An ethical action is, I think, one which is made with the intention that the consequence of the action will result in the least harm possible, or even, in a reduction in suffering. Bearing this in mind, my reason for being vegetarian is ethical. Refusing to eat animals is a simple action that leads to a reduction in suffering. When faced with the existence of suffering in the world, to refuse to take the existence of suffering in non-human animals into account, simply because they are of another species, is the moral equivalent of not taking into account the suffering of other humans simply because they have a different skin color or are a different sex. It isn’t skin color or gender or species that is important; it is the perpetuation or reduction of suffering that counts. As the Princeton philosopher Peter Singer (described by the Swiss newspaper the Tages-Anzeiger as "the world’s most dangerous philosopher") puts it in his seminal work, Animal Liberation (first printed in 1975, available in many editions): “If a being suffers there can be no moral justification for not taking that suffering into consideration”.

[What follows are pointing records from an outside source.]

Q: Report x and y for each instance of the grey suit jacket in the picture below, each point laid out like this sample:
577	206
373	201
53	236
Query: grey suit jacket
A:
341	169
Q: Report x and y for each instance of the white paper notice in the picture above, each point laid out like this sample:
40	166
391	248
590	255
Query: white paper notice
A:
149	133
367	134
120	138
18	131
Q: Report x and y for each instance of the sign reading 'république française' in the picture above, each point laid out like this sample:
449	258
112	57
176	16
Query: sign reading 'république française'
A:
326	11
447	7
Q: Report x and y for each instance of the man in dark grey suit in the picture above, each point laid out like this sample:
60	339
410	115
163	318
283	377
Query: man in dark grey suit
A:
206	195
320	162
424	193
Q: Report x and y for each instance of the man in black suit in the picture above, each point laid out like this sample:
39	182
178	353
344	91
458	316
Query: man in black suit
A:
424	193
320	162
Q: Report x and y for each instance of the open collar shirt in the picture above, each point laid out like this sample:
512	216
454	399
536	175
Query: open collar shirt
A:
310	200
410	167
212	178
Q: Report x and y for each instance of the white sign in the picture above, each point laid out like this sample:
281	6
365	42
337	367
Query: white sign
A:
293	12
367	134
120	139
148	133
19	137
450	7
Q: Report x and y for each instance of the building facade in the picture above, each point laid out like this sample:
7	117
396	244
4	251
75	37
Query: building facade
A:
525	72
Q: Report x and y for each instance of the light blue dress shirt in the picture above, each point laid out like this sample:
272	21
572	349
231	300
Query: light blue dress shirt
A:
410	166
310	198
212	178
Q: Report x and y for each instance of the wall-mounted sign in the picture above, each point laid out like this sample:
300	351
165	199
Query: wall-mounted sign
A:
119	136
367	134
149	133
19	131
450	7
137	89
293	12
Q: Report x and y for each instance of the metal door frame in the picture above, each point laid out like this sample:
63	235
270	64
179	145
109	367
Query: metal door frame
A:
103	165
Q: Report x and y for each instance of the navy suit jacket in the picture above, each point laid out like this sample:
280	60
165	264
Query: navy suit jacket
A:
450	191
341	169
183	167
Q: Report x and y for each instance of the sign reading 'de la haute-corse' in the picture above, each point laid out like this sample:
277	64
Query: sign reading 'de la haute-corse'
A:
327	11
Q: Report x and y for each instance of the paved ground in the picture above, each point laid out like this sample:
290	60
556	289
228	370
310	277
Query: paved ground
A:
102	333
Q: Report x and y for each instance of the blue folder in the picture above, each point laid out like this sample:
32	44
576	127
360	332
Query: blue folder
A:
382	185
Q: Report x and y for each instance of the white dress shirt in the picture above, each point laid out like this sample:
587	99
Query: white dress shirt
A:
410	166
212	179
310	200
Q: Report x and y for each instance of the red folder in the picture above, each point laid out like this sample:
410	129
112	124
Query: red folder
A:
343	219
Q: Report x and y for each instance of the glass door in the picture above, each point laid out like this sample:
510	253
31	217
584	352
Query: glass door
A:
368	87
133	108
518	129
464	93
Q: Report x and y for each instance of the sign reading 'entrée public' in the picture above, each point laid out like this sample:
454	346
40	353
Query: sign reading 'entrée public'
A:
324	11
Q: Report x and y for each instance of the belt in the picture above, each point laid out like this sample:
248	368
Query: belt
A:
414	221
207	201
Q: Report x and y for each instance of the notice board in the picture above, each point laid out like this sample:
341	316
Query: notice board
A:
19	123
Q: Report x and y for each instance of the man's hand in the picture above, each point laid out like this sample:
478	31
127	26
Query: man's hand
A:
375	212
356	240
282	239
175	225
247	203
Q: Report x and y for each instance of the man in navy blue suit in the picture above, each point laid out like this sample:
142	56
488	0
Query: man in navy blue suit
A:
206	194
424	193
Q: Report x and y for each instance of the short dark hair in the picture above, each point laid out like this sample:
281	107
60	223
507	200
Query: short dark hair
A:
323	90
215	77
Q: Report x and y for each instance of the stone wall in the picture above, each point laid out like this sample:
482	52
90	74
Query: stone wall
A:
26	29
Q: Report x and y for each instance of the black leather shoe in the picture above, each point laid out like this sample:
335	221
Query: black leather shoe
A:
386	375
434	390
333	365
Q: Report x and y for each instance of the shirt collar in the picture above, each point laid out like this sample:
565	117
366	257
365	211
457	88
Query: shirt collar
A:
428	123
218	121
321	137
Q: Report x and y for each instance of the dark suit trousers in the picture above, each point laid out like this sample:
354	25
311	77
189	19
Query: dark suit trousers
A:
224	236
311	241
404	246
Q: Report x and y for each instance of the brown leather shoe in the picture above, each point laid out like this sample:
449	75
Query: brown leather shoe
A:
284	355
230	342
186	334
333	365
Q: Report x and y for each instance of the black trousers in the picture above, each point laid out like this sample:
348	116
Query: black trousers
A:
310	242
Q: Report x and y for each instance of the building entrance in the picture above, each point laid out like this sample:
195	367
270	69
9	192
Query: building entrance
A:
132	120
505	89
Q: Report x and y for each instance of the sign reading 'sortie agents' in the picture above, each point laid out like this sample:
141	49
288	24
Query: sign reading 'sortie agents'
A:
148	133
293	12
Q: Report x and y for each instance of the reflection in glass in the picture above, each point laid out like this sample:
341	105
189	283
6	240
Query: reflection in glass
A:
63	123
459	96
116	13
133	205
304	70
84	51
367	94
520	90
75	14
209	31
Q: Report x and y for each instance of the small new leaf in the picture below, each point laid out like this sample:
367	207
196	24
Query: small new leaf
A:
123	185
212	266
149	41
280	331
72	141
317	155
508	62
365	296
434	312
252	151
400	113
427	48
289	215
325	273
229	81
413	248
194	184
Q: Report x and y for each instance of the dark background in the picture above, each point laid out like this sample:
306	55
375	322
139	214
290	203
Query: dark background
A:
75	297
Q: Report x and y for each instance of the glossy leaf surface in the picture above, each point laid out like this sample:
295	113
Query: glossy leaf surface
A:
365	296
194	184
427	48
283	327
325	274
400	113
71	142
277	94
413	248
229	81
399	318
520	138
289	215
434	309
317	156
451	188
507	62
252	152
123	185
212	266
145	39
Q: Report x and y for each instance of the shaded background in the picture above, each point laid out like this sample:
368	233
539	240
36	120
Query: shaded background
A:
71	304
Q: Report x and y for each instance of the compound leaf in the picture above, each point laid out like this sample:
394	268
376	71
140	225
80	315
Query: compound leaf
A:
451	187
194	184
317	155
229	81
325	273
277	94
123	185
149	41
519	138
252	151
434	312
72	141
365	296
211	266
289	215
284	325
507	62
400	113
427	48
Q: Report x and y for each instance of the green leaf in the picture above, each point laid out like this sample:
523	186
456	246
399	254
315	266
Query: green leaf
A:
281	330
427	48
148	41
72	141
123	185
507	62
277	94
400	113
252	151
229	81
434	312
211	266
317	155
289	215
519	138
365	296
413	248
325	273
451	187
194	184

According to the British Society of Vegetarians, a vegetarian is one who does not eat “fish, meat or fowl”. I am not a vegan, that is, I do eat products taken from living animals, such as dairy products. That said, I have great admiration for those who follow a vegan way of life for ethical reasons. The human is the only animal that drinks milk in adulthood, and the milk is not even our own, but taken from other, captive animals, mothers in fact, who have had their children taken from them at birth! So, mothers, how about some solidarity with your sisters here?
Imagine a time in the future when we are colonized by other, more powerful creatures who discover that they enjoy our milk. All our women are rounded up, are impregnated, their children are taken from them immediately after birth, and the women become captive milk machines for their consumption; most of our men are slaughtered shortly after birth for their flesh is deemed a delicacy, the rest of the men are held in solitary confinement and are regularly drained of their sperm through artificial means. Of course we try to demonstrate the injustice of the situation, but these superior aliens don’t even recognise our primitive sounds as constituting a language. We would, in fact, based on our own present behavior, have no right to object, for we too believe and live under the assumption that might is right and the suffering of others is irrelevant. Now, imagine if we all woke up tomorrow to discover that all the cows in the world had been suddenly blessed with the gift of the English language. What do you think they would say to us? Would they congratulate us for the humanity expressed in the latest EU laws regarding the transport of livestock? Or would their first words be something like “ Please have mercy”? And if they did ask for mercy, would we be obliged to release them of their incredible suffering because now they can speak our language? Is this what it would take for us to open our eyes to what we are doing? In which case, we are quite safe – they will not be blessed with the power to speak, and so we can continue to pretend that we are really admirable creatures and there is nothing untoward in the way the world of human and other animals is organised.